Ocorre que, para tanto, o sujeito deve abrir mão de se defender, independente se inocente ou não, caso aceite o acordo. E isto, sobretudo para pessoas com baixa instrução, não raras vezes gera responsabilizações por crimes inexistentes, de modo que o indivíduo sem advogado contratado (muitos vezes representado pela Defensoria Pública ou por advogado dativo) não terá condições de saber que a denúncia do Ministério Público é infundada, acabando por aceitar a transação penal ou a suspensão condicional do processo com condições absurdas, como uma reparação de danos em valores exagerados, estipulados sem o menor critério.
Ou seja, a justiça penal negociada acaba por resultar em punições sem que tenha havido o devido processo constitucional (art. 5º, LIV, da CR/88), sem o contraditório, a ampla defesa (ambos no art. 5º, LV, da CR/88) e todas as demais garantias que dele decorrem.
Como se não bastasse, a cultura da justiça negociada ganhou mais força ainda com a famigerada delação premiada, revigorada pela Lei das Organizações Criminosas (Lei nº 12.850/13), especialmente nos seus artigos 4º ao 7º.
A bem da verdade, muito embora a redação legal seja de “colaboração premiada”, sob a justificativa de viabilizar também a recuperação de produto ou proveito de infrações (art. 4º, IV) e a localizar vítimas (art. 4º, V), trata-se de um eufemismo para mascarar o sentido do conceito que é muito melhor representado pela semântica da palavra delação.

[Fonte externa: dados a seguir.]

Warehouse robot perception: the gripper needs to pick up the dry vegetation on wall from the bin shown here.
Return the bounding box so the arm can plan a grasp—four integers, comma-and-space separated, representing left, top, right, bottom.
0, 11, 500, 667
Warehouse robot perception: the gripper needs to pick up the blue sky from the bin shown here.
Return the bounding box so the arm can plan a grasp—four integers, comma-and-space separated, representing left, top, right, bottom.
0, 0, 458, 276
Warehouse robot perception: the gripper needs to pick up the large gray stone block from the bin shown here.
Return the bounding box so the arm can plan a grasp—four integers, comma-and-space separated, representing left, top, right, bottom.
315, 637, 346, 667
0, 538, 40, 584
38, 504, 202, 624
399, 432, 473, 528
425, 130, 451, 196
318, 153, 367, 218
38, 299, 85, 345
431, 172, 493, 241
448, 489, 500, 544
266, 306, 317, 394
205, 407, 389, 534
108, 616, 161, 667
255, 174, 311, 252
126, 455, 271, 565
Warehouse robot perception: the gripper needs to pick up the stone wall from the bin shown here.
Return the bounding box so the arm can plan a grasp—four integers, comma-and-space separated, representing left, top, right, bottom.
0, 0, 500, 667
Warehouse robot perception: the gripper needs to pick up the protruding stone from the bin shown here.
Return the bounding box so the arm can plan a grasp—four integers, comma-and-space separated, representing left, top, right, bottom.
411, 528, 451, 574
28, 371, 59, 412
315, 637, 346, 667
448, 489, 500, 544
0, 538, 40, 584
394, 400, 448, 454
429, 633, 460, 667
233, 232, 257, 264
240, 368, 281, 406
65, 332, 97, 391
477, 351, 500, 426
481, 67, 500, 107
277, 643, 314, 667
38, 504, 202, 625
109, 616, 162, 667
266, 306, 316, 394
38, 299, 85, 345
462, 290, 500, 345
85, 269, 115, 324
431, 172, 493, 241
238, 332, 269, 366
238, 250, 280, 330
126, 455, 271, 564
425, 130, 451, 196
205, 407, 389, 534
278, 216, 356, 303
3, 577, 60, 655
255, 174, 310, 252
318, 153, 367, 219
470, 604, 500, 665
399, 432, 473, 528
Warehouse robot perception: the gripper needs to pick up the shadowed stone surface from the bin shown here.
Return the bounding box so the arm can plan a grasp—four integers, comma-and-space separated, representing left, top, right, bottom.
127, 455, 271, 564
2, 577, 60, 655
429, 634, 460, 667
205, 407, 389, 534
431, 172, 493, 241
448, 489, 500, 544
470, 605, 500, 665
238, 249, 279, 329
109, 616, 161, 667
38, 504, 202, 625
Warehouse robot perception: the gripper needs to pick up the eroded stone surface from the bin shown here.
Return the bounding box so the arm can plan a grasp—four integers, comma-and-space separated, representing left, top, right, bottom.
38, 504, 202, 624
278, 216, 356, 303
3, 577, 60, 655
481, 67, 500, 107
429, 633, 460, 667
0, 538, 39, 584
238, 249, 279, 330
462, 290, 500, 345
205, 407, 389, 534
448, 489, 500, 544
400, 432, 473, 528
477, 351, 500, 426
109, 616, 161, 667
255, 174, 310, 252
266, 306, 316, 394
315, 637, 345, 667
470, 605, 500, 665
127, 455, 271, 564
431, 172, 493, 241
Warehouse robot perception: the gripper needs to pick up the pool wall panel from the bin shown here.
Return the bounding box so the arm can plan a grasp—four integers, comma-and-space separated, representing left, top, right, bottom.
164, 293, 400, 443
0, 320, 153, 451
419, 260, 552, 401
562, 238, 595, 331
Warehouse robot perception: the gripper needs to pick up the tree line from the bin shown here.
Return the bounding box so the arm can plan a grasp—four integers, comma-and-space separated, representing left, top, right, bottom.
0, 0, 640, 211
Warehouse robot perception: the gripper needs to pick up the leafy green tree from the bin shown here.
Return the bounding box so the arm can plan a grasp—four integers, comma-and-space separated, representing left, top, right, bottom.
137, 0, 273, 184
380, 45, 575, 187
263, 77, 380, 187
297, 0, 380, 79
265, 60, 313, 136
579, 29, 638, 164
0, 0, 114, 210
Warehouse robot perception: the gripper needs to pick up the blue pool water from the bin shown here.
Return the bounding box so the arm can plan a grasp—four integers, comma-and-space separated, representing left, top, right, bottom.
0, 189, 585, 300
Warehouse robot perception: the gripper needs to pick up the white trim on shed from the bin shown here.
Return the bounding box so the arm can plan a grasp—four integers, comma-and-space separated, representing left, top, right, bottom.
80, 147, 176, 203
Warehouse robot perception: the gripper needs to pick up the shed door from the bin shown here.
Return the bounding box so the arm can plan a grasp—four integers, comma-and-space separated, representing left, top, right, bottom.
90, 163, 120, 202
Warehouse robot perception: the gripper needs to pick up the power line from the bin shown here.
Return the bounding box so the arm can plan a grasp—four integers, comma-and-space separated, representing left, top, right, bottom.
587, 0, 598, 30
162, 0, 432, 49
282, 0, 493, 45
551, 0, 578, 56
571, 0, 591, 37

Assim, com a delação premiada, temos presenciado, talvez mais do que com as demais modalidades de negociações, um verdadeiro vilipêndio ao devido processo constitucional, não raro produzindo responsabilizações criminais de inocentes, tanto de delatores que assumem o que não fizeram por receio de punição maior, quanto de delatados que são alvos de caluniosas delações proferidas por investigados alvejados por um acusador inescrupuloso, que não mede esforços para bater metas burocráticas e ter seu rosto estampado nas manchetes da grande mídia tóxica que temos.
Com efeito, em grande parte das vezes seria até leviano ter o delator como um covarde, uma vez que, com este Sistema de Justiça Criminal que temos, às vezes ceder à avalanche acusatória pode prevenir algo pior.
Modelos como esta justiça negociada prezam muito mais pela quantidade, mas se esquecem da qualidade da prestação jurisdicional.
É que, para negociar, o acusador, diante de uma lógica mercantilista, acaba por ameaçar com acusações pesadas com penas altas, muitas vezes sem o menor fundamento, com o objetivo único de “engordar o acordo”, fato que acaba obrigando, especialmente os que não possuem condições de contratar um bom advogado particular, a reconhecer o que não fez, com receio de um processo que gere uma condenação maior.
Não obstante, claro que dentro dos interesses do representado, a defesa, sempre que possível, tem o dever legal de resistir às levianas pressões acusatórias, evidenciando as impropriedades das ameaças de imputações e, se de interesse dos representados, orientando-os à aceitando tão somente de acordos razoáveis.
Ora, afinal de contas, como já afirmado, ceder à justiça penal negociada é, ao fim e ao cabo, abrir mão do devido processo constitucional!